Title: Figuring
Author: Maria Popova
Publisher: Pantheon
ISBN: 978-1524748135
Genre: Biographies, Memoirs, Science
Pages: 592
Source: Publisher
Rating: 5 stars
How does one begin to explain a book like Figuring? Honestly, I don’t know, however, I shall try. The book Figuring is much like Popova’s site, brainpickings.org: it is sort of a Russian doll, revealing layer after layer after layer, only if you wish to see it, or perhaps experience it. Figuring is a book that you should read with the mindset of allowing the book to take it where it wants to, without expecting something too traditional or run of the mill.
Figuring is a beautiful combination of science with art. The alignment sticks – how each of them is intertwined and how art inspires science and vice-versa. It is like her website, only more detailed – pieces that go on and go and that’s what I loved as a reader, knowing I didn’t have to scroll up or down and could be after reading one paragraph or two and going back to it after a cup of tea.
Maria Popova’s book brings the wonder of scientists and then combines it with hearts and emotions of people, mainly women scientists and that to me was most unique. Figures looks at love, and truth through the interconnected lives of historical figures across four centuries. She begins with the astronomer Johannes Kepler, who discovered the laws of planetary motion, and it ends with Rachel Carson who was so important in the environmental movement.
And in all of this, Popova includes more artists, writers, and scientists (which makes it even more fun to read) – women, and queer and their contribution. What I love about Figuring is that it is like a rabbit hole that you would love getting into. Maria Popova interconnects, segregates, and makes you question matters of life, love, and the heart and what are we doing to leave an impression on the world.

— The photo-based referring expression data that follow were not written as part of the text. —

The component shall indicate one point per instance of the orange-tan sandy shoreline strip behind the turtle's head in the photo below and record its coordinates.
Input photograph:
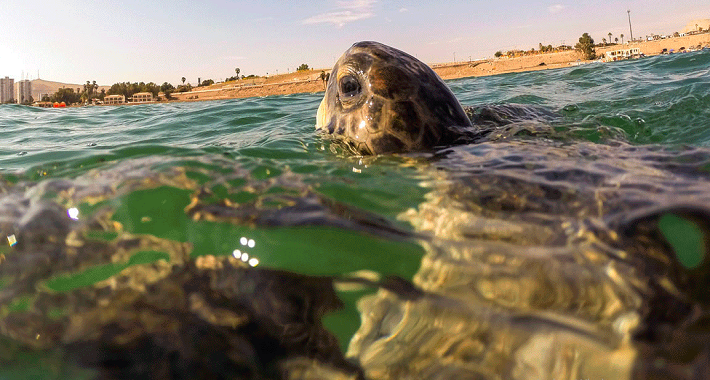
(310, 82)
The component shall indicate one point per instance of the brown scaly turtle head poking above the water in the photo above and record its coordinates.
(381, 100)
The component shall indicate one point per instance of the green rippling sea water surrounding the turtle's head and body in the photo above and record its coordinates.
(143, 165)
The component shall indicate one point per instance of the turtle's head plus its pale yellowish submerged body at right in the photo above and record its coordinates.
(545, 258)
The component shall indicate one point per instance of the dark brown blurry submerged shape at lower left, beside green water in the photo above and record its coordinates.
(100, 300)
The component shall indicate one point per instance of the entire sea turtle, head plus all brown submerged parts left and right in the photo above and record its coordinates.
(543, 259)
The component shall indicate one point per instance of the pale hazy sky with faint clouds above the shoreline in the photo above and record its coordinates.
(112, 41)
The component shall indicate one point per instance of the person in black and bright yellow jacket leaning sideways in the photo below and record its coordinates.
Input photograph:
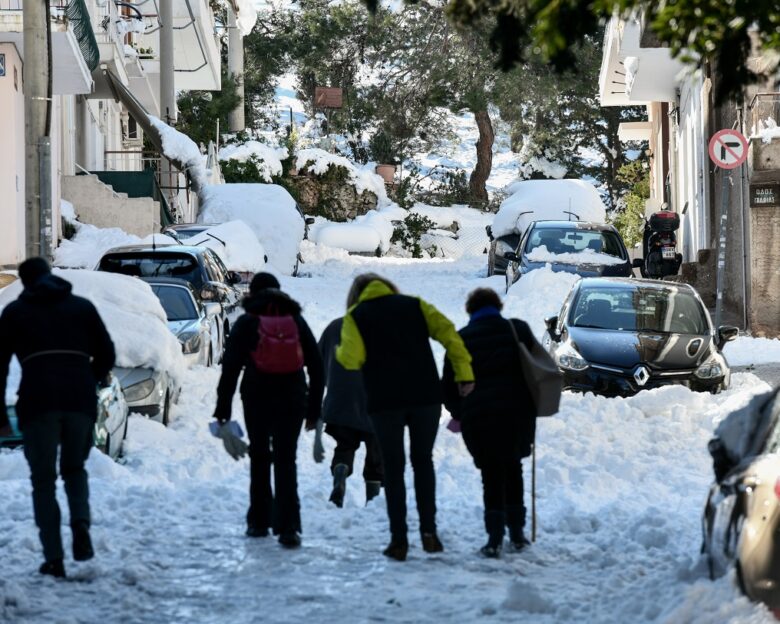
(386, 335)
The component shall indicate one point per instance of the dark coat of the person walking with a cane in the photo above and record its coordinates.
(498, 416)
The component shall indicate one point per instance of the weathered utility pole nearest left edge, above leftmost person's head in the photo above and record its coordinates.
(37, 166)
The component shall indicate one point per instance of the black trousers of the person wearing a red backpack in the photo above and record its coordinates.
(273, 439)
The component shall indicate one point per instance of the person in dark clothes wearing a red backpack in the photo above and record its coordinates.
(275, 407)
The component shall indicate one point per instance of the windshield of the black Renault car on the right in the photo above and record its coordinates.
(663, 310)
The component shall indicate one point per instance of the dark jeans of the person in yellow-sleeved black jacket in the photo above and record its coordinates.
(389, 426)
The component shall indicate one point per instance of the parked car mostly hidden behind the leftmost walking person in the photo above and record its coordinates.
(110, 427)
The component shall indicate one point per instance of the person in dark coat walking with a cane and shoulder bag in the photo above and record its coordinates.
(498, 419)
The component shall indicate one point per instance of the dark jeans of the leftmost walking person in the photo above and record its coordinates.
(42, 434)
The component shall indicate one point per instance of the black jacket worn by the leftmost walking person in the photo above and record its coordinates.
(63, 348)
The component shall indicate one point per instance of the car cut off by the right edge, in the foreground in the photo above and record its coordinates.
(741, 520)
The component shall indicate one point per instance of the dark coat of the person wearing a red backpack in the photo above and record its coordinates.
(259, 390)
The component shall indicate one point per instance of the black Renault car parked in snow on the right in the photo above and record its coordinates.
(618, 336)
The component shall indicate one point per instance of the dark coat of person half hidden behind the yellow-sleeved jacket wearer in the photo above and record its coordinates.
(345, 401)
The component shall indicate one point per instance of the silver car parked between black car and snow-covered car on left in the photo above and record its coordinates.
(195, 323)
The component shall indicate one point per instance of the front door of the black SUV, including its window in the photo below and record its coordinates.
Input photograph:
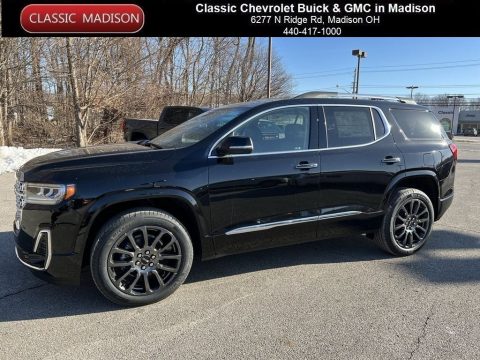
(267, 198)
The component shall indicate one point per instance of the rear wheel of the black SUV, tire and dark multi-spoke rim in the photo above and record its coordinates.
(417, 227)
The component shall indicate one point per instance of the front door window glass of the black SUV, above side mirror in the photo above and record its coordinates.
(285, 129)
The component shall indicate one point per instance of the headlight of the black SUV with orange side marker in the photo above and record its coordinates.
(48, 194)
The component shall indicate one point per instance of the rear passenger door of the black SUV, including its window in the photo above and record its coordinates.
(358, 163)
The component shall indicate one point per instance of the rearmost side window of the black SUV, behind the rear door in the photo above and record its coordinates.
(418, 124)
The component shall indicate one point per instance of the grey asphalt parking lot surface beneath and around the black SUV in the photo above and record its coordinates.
(326, 300)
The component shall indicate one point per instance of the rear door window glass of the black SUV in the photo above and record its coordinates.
(348, 126)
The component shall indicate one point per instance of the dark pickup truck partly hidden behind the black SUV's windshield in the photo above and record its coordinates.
(147, 129)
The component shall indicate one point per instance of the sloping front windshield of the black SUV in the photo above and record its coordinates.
(198, 128)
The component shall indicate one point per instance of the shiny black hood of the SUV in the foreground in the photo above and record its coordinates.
(93, 156)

Figuring asks big questions and it isn’t afraid of doing that. There is so much happening in the book that it takes some time to assimilate all of that, and only then can you get into its groove (or at least that’s what happened to me). Figuring would seem disconnected and disjointed in most places, till it all falls into place and that’s when you as a reader start seeing it for what it is. The book is a marriage of art, life, science, music, philosophy, feminism, decline of religion, free love, astronomy and poetry, and honestly no one better to do it than our very trusted Brain Picker.